Une campagne de deux ans
Le processus électoral aura duré presque deux ans. Karim Khan l’a finalement emporté face à l’avocat irlandais Fergal Gaynor, l’Espagnol Carlos Castresana et le procureur de Palerme, Francesco Lo Voi. Le Britannique, de père pakistanais, aurait dû être désigné par acclamation le 8 février, mais à 15 minutes du gong final, l’Espagne a rompu le consensus et avancé son candidat, forçant ainsi les États parties à procéder au vote. Un choix qui alors interroge car Carlos Castresana n’est soutenu que par une dizaine de pays. « Un coup d’État ! », commentent donc tour à tour un juriste et un diplomate. Ce coup de théâtre est le énième d’une rude bataille, débutée en octobre 2019. Quatre-vingt neufs candidats prenaient la ligne de départ.
Pour dépolitiser l’élection, les États avaient mis sur pied un Comité censé sélectionner les plus qualifiés. Mais sans craindre l’absurde, ils ont nommé des diplomates plutôt que faire appel à d’anciens procureurs internationaux, plus qualifiés pour évaluer les compétences des candidats. Dès le départ, des ONG, dont au premier chef Open Society, entreprennent un intense lobbying, exigeant une procédure de contrôle serrée destinée à garantir la « haute moralité » des candidats. Les problèmes de gouvernance de la Cour émaillent son histoire. L’initiative est donc salutaire et partout saluée.

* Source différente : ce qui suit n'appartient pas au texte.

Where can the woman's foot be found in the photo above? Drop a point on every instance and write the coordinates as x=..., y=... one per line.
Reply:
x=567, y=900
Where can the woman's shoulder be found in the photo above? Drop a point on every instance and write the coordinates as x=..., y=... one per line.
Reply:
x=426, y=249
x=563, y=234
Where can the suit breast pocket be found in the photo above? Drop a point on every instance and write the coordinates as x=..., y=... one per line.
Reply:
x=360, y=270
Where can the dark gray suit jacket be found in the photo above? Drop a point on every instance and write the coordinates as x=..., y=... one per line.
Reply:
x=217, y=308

Mais au fil du processus, Open Society utilise cette procédure de contrôle pour freiner ou accélérer le processus, en faveur, semble-t-il, du candidat Gaynor. « Les organisations de la société civile jouent un rôle sans précédent dans ce processus électoral de la CPI » regrette, dans un courrier de septembre 2020, Gunnar Ekeløve-Slydal, du Comité Helsinki Norvège, qui les invite à « prendre du recul ». Depuis New York, un administrateur de la Cour estime que « les ONG ont joué un drôle de jeu dans cette histoire ». Elles sortiront indéniablement divisées de ces deux années électorales.
Le veau d’or
Cette campagne aura été émaillée de rumeurs et d’accusations anonymes. Dans la dernière ligne droite, les partisans de Fergal Gaynor ont mobilisé des moyens considérables, dénoncés par les soutiens de Karim Khan comme une véritable « campagne de dénigrement ». Car au lieu de vanter les qualités de l’Irlandais, ses partisans, comme l’ancien ambassadeur américain Stephen Rapp, membre du bureau de la Commission pour la justice et la responsabilité (CIJA), une ONG où a longtemps travaillé Fergal Gaynor, décident de salir Karim Khan.

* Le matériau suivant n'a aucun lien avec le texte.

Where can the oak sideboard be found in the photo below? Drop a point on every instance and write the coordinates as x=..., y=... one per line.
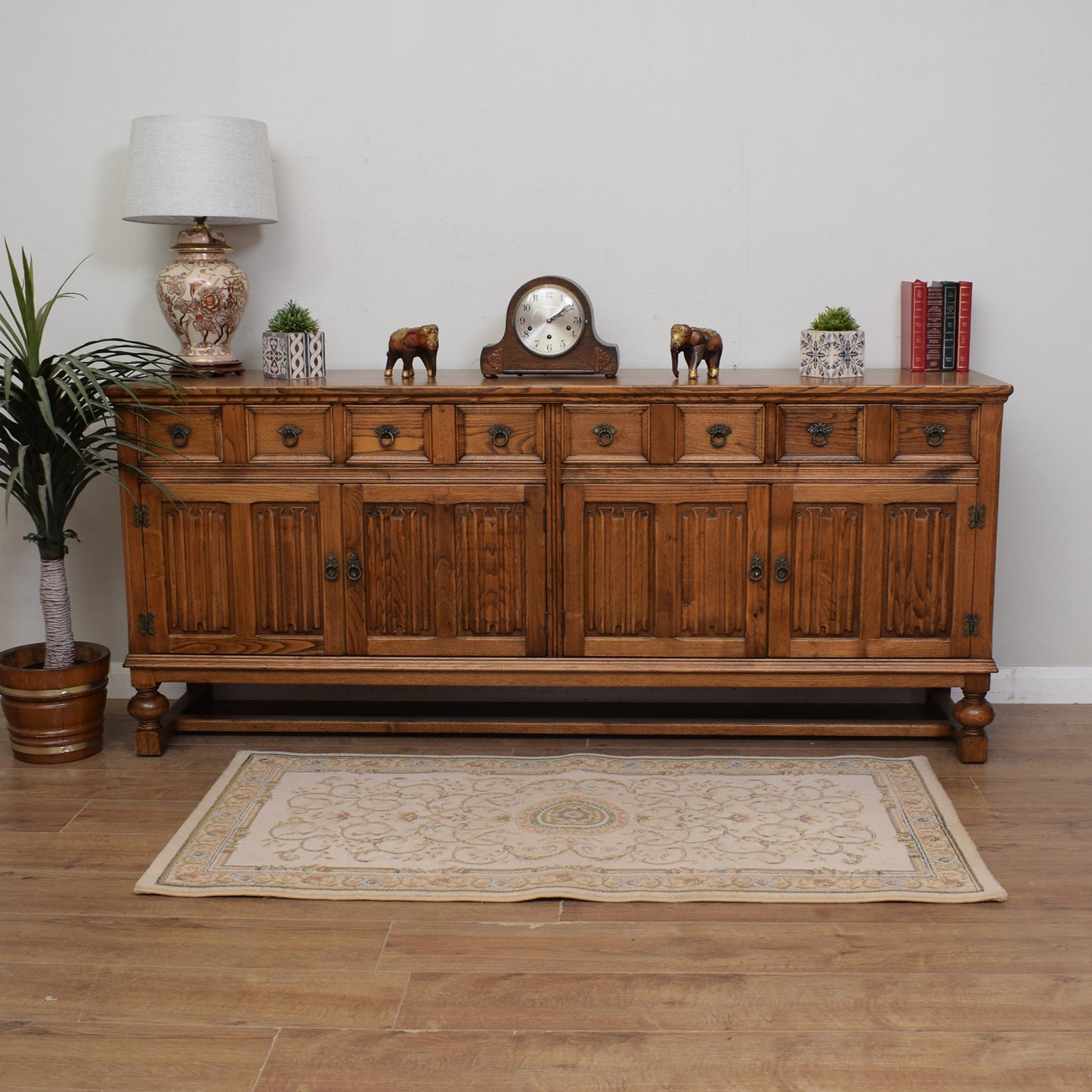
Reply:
x=360, y=554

Cette campagne aura en grande partie délaissé les questions de fonds et d’avenir de la Cour pénale internationale, pour se concentrer sur les carrières des uns et des autres. Avec la création de la CPI, une multitude de fondations, de consultants ou d’entreprises privées, ont émergé et gravitent autour d’elle, multipliant les risques de conflits d’intérêt, et suscitant des guerres de tranchées d’autant plus agressives que l’industrie de la paix est un marché étroit. Il y a des risques à laisser la CPI « devenir le veau d’or autour duquel quelques individus dansent à la recherche d’un poste ou d’une promotion », écrivait d’ailleurs récemment le professeur norvégien Morten Bergsmo.